A man was riding his motorcycle along a California beach when suddenly the sky clouded above his head and, in a booming voice, the Lord said, "Because you have TRIED to be faithful to me in all ways, I will grant you one wish." The biker pulled over and said "Build a bridge to Hawaii so I can ride over anytime I want."

The Lord said, "Your request is materialistic. Think of the enormous challenges for that kind of undertaking: the supports required to reach the bottom of the Pacific and the concrete and steel it would take! It will nearly exhaust several natural resources. I can do it, but it is hard for me to justify your desire for worldly things. Take a little more time and think of something that could possibly help mankind."

The biker thought about it for a long time. Finally, he said, "Lord, I wish that I and all men could understand our wives. I want to know how she feels inside, what she's thinking when she gives me the silent treatment, why she cries, what she means when she says nothing's wrong, and how I can make a woman truly happy."

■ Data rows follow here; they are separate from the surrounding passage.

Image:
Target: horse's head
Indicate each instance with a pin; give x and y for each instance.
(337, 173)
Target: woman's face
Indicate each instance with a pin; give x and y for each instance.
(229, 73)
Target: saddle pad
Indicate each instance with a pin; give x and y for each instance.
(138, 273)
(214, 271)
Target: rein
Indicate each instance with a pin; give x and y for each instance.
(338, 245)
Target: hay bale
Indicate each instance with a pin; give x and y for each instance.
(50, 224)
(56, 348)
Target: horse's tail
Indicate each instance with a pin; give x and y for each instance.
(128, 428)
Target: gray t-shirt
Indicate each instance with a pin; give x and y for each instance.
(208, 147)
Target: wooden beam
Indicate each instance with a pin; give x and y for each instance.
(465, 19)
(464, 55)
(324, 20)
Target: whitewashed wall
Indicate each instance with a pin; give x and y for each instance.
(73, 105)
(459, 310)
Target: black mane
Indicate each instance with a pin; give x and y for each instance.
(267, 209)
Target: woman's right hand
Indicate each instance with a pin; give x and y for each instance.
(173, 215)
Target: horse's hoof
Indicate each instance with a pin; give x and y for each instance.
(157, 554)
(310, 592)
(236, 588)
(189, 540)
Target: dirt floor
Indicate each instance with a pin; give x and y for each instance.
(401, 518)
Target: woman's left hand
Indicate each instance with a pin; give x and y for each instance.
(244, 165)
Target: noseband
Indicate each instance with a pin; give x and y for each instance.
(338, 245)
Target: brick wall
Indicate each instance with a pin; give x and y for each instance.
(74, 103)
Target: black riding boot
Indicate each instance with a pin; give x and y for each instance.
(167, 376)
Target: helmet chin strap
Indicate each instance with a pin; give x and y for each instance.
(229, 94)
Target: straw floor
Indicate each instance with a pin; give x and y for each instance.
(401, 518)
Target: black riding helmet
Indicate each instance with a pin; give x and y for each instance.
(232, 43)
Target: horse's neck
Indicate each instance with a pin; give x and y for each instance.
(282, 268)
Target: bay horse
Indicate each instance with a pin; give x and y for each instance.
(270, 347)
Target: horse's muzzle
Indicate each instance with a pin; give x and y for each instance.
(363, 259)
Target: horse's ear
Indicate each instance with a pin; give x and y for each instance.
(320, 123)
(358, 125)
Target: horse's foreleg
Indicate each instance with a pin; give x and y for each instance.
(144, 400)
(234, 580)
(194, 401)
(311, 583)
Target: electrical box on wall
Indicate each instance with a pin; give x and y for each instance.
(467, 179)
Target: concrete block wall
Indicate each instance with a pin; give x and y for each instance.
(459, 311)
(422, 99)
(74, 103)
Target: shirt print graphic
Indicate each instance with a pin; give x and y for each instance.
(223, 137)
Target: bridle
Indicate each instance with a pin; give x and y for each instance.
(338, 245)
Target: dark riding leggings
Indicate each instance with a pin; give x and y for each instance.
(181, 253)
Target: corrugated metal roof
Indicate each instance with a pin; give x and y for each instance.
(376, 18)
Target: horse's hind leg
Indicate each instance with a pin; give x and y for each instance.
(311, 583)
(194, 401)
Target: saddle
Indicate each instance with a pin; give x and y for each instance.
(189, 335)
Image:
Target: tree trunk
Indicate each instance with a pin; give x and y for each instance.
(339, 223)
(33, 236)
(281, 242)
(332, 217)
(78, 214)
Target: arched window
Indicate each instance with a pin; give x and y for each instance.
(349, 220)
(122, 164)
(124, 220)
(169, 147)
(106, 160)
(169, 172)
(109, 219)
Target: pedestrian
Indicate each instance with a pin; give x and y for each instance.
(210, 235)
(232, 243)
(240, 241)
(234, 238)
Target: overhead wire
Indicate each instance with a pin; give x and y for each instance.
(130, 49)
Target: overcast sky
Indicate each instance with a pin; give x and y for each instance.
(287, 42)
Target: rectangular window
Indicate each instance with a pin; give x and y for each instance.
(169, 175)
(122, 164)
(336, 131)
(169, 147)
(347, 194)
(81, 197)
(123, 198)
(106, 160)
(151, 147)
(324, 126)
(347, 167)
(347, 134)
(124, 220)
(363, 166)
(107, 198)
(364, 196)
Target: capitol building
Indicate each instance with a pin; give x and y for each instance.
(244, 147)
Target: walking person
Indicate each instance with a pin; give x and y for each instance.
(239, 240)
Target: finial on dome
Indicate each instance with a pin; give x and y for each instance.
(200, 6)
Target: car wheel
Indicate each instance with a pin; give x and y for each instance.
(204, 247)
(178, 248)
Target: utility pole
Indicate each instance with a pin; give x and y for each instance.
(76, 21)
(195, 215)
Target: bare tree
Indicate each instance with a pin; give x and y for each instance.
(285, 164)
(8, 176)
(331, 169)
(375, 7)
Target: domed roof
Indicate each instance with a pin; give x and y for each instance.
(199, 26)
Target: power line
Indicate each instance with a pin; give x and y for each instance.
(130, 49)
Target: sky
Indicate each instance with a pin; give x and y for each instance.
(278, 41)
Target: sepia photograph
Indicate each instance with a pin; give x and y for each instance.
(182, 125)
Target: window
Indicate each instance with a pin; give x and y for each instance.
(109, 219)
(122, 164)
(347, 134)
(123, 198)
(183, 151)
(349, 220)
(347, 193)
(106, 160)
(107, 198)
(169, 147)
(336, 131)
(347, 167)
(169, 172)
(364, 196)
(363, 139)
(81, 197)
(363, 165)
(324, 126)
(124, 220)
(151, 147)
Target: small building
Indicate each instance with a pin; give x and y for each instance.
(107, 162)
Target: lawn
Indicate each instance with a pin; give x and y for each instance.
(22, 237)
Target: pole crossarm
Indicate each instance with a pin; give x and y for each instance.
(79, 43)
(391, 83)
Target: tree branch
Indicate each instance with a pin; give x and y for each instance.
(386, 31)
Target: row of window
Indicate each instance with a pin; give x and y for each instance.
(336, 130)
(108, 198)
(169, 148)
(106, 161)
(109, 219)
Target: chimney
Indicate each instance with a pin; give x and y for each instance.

The Lord replied, "You want two lanes or four on that bridge?"


----------



## 6GRILLZNTN (Jul 1, 2019)

LOLOLOL!  Amen!


----------



## smokerjim (Jul 1, 2019)

no comment in case the wife reads it.


----------



## SmokinVOLfan (Jul 1, 2019)

Lol that's great...AMEN brother!


----------



## SecondHandSmoker (Jul 1, 2019)

I reserve the right to remain silent as to not incriminate myself. 

Otherwise,


----------



## mooncusser (Jul 1, 2019)

Heh-heh.  Mrs Mooncusser even gave a chuckle.


----------



## GaryHibbert (Jul 14, 2019)

Can't say I blame the Lord for his choice.  LOL
Gary


----------